White House officials said Tuesday they were attempting to inventory the nation's supply of mobile hospital units and potentially pulling in the Defense Department to build more as concerns grow over whether hospitals can handle a surge in capacity, particularly in California, New York and Washington.
"The President has tasked us to evaluate, make available and to consider every request from governors for either field hospitals, expanding facilities or the Army Corps of Engineers that could retrofit existing buildings," Vice President Mike Pence said Tuesday during a press briefing.
New York Gov. Andrew Cuomo has been urging the federal government to enlist the Army Corps to work with states to build temporary medical facilities, and said Monday it "makes all the sense in the world," pointing to the experiences in Italy and China that overwhelmed hospitals.
Hospital business models are not designed for unused capacity, Cuomo added, "they don't build capacity that they don't need."
The U.S. has a total of 5,198 hospitals, which includes academic medical centers, and about 792,000 beds. That includes 65,000 ICU beds, according to data the American Hospital Association provided Healthcare Dive.
Comparing other nations, the U.S. has about 2.8 hospital beds per 1,000 residents compared to China's 4.3 and Italy's 3.2, according to the Organisation for Economic Co-operation and Development.
President Donald Trump's administration seems to be readying to build temporary sites in concert with the Department of Defense. Trump said they're looking at different sites at a few different locations.
"We think we can have quite a few units up very rapidly," Trump said Tuesday, pledging to work with Democrats Cuomo and California Gov. Gavin Newsom.
The American Hospital Association has not addressed use of the Army Corps of Engineers, but it did advocate for federal support to "construct or retrofit separate areas to screen and treat large numbers of persons with suspected COVID-19 infections. This includes construction of isolation facilities in or around hospital emergency departments to assess potentially large numbers of persons under investigation for COVID-19 infection," according to a letter AHA, along with the American Medical Association and American Nurses Association, sent to Congressional leaders Monday.
Department of Defense Secretary Mark Esper said Tuesday the department will make available to HHS up to 5 million N95 masks and 2,000 deployable ventilators, although those require special training to use properly.
"In my conversations with governors and members of Congress about DOD's resources, I've made it clear that we will continue to support the administration's comprehensive efforts and the country every step of the way," he said.
Mobile hospital units have been used across the country in the wake of other national emergencies.
A 60-bed mobile hospital was built in a matter of days after a hospital in Joplin, Missouri, took a direct hit from an F-5 tornado in 2011, killing five patients and one visitor. Six days after the hospital was hit the mobile hospital was up and running with all the capabilities of the medical center before it, including operating rooms, cath labs, and MRIs.
Carolinas Healthcare System has deployed its own mobile facility following disasters, including Hurricane Katrina and more recently Hurricane Matthew, that helped ease hospital burden.

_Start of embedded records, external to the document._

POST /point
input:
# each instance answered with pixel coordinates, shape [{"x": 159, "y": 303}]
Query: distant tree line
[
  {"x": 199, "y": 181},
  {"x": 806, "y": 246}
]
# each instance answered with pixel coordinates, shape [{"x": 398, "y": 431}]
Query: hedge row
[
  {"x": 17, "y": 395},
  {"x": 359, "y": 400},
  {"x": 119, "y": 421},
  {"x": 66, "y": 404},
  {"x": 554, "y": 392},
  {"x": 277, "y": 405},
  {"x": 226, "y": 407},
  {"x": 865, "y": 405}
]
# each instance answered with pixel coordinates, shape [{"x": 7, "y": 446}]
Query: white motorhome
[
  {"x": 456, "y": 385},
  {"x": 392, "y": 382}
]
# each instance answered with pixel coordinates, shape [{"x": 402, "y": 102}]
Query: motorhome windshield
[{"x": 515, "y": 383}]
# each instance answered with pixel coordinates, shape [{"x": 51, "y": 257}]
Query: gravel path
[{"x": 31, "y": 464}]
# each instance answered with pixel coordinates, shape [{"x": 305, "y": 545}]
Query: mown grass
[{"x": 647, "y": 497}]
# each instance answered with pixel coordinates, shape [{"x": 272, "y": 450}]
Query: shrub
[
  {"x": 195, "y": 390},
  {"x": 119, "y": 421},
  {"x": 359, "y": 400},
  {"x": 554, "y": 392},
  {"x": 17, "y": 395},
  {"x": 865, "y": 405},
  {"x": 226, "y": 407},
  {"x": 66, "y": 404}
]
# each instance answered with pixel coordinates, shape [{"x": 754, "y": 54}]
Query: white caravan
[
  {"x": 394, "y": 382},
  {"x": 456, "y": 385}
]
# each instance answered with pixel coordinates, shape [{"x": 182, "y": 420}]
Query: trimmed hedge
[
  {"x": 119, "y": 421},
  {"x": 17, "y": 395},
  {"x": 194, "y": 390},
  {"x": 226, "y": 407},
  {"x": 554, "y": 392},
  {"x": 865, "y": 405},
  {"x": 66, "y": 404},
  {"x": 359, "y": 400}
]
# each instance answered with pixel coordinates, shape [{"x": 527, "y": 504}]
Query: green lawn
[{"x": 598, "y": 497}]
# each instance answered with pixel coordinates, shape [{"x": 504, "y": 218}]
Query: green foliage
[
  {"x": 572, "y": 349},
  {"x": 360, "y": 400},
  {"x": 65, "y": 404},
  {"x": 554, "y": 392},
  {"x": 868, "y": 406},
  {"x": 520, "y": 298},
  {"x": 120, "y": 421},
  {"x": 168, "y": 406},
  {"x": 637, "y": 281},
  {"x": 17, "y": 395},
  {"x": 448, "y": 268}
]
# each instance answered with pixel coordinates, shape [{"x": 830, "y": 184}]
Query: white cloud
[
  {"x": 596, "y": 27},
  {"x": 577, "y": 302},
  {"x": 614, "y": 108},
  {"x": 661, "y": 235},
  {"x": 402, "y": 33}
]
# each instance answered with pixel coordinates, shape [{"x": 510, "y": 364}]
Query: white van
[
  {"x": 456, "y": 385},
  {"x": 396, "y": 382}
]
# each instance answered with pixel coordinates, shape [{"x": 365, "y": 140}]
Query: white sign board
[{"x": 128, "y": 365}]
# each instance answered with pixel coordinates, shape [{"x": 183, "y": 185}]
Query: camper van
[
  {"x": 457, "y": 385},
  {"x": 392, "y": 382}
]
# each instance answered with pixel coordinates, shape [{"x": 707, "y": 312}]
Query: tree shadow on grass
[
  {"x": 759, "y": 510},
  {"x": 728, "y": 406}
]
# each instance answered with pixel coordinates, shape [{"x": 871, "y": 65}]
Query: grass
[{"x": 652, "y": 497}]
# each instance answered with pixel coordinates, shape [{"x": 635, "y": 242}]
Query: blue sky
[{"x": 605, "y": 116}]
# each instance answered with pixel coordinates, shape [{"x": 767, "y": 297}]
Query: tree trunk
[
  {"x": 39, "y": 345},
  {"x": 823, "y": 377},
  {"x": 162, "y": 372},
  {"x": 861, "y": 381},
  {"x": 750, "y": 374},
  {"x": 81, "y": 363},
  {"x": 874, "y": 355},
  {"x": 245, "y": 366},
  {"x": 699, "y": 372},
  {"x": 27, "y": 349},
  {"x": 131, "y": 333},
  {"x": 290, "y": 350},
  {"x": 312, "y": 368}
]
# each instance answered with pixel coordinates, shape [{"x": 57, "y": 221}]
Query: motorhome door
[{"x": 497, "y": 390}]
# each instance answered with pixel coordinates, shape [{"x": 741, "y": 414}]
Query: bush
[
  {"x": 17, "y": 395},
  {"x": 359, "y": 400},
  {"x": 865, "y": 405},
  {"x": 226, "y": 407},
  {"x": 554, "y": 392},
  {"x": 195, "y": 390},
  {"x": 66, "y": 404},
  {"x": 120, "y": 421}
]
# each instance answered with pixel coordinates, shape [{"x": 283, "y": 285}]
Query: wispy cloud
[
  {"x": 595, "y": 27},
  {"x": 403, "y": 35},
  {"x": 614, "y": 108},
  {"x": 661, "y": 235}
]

The mobile unit, housed on a tractor-trailer, can tend to complicated cases and even has an operating suite, according to North Carolina Health News.
Former California Gov. Arnold Schwarzenegger spent $172 million in 2006 on emergency medical preparedness for a disaster or pandemic that would overwhelm hospitals. The state acquired three 200-bed portable hospitals that could be erected in less than three days, according to previous reporting from the Sacramento Bee.
It's unclear what became of those mobile hospitals, which were stored in warehouses. They were on the chopping block in 2012 when the state was facing budget cuts following the recession. The hospitals were never deployed, according to reporting in 2012 from the Sacramento Bee.
Hospitals across the country are augmenting their campuses to respond to the growing threat of the novel coronavirus. Some have erected tents outside their facilities to help treat and triage patients suspected of having COVID-19, while others have implemented drive through testing sites.
Holy Cross Hospital in Silver Spring, Maryland, is using a tent outside its facility to test and treat patients with COVID-19. It's a way to add capacity and not overrun the current hospital.
Rush Medical Center in Chicago opened a similar tent inside its emergency room, providing an extra defense from the virus spreading as they test patients suspected of having the virus.
Mercy in suburban St. Louis started drive-through testing for COVID-19 on Saturday. Nurses were able to swab 52 patients on Saturday and 31 on Sunday.
"The idea is part of the whole social distancing. If we send people to the drive thru site we keep them out of doctors offices, hospitals and urgent cares," a spokesman for Mercy told Healthcare Dive.